И когда он видит Ходасевича, перед ним оказывается чудо – человек, который всем говорит гадости, почти никому не делает ничего хорошего и тем не менее считается среди всех умнейшим, талантливейшим и честнейшим человеком. Блоку половина литературного Петрограда руки не подает, а Ходасевич абсолютно чист:
И Революции не надо!
Ее рассеянная рать
Одной венчается наградой,
Одной свободой – торговать.
Вотще на площади пророчит
Гармонии голодный сын:
Благих вестей его не хочет
Благополучный гражданин [6] «Искушение», 1921 г.
.
У Ходасевича настолько мощная, настолько непробиваемая репутация, что даже его отъезд с Ниной Берберовой из Петрограда за границу, отъезд, тайный от жены, которую он поручил заботам Чуковского, – даже это не рушит его репутации. Человек, который сбежал с молодой любовницей от больной женщины, оставил ее одну, всеми воспринимается тем не менее как герой. Потому что Ходасевич так страдал от всего происходящего, что как-то ему и это простили.
Словом, перед Горьким чудо, перед Горьким феномен: человек, который почти ничего не делает и которого почти все любят, а кто не любит, тот уважает.

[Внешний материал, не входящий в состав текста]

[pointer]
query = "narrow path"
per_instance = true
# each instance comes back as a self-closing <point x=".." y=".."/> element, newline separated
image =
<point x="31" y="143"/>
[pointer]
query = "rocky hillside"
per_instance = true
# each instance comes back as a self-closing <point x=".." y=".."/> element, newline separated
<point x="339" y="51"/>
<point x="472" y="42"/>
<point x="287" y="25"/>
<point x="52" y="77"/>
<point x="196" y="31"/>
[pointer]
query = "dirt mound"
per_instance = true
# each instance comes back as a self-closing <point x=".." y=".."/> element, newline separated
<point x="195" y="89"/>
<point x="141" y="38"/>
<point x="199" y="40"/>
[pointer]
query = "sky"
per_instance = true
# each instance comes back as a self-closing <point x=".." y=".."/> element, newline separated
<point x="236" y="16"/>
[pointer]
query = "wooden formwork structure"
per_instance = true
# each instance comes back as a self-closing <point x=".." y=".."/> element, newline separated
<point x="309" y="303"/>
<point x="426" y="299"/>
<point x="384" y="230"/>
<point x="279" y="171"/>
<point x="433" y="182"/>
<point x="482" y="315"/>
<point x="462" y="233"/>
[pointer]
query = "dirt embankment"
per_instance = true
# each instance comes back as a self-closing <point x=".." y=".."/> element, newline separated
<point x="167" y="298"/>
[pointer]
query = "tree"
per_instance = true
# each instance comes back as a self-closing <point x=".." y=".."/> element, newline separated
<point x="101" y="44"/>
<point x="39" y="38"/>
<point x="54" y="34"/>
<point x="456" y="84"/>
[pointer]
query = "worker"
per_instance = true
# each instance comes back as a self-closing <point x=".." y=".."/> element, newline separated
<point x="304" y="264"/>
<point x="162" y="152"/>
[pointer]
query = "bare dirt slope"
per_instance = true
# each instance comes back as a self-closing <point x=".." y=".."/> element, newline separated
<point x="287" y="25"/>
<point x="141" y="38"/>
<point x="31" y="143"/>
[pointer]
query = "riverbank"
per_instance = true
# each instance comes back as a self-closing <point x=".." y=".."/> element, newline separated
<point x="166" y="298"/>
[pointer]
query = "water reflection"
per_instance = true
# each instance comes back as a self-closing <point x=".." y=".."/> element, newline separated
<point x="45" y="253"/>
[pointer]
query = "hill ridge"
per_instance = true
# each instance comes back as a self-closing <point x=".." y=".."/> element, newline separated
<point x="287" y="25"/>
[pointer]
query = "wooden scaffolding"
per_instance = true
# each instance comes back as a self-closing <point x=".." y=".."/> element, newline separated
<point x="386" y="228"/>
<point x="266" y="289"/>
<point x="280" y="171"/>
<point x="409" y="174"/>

Вот это, пожалуй, важно. Горький больше хотел не любви – он хотел, чтобы уважали, чтобы чтили. И потому он писал «Самгина», мечтая разделаться наконец с главным мифом, с мифом о человеке, которого все любят, но внутреннее содержание которого при этом стремится к нулю. Главная цель романа – разобраться с тем типом людей, от которого Горький всю жизнь больше всего страдал, которые всегда правы, потому что они всегда предсказывают худшее.
Ведь что такое Самгин? Самгин – это человек, который всю жизнь от рождения замечает за всеми отвратительное. Это человек, который абсолютно лишен способности увлечься. Тип, который очень Горького интересует. Особенно интересует в «Караморе». «Карамора» – это рассказ о Евно Азефе, наверное, самой интересной фигуре русского эсеровского подполья. Никто ведь не знает, почему Азеф закладывал боевую организацию эсеров, почему он стучал, почему он с равным пылом работал на одних и на других. Горький предложил очень экстравагантное объяснение: Азеф изучает природу собственной личности, изучает ее пределы, те границы, за которые он не сможет выйти. Он пытается понять: а так я смогу? а так? а так? Врожденного нравственного чувства нет. И человек заходит все дальше.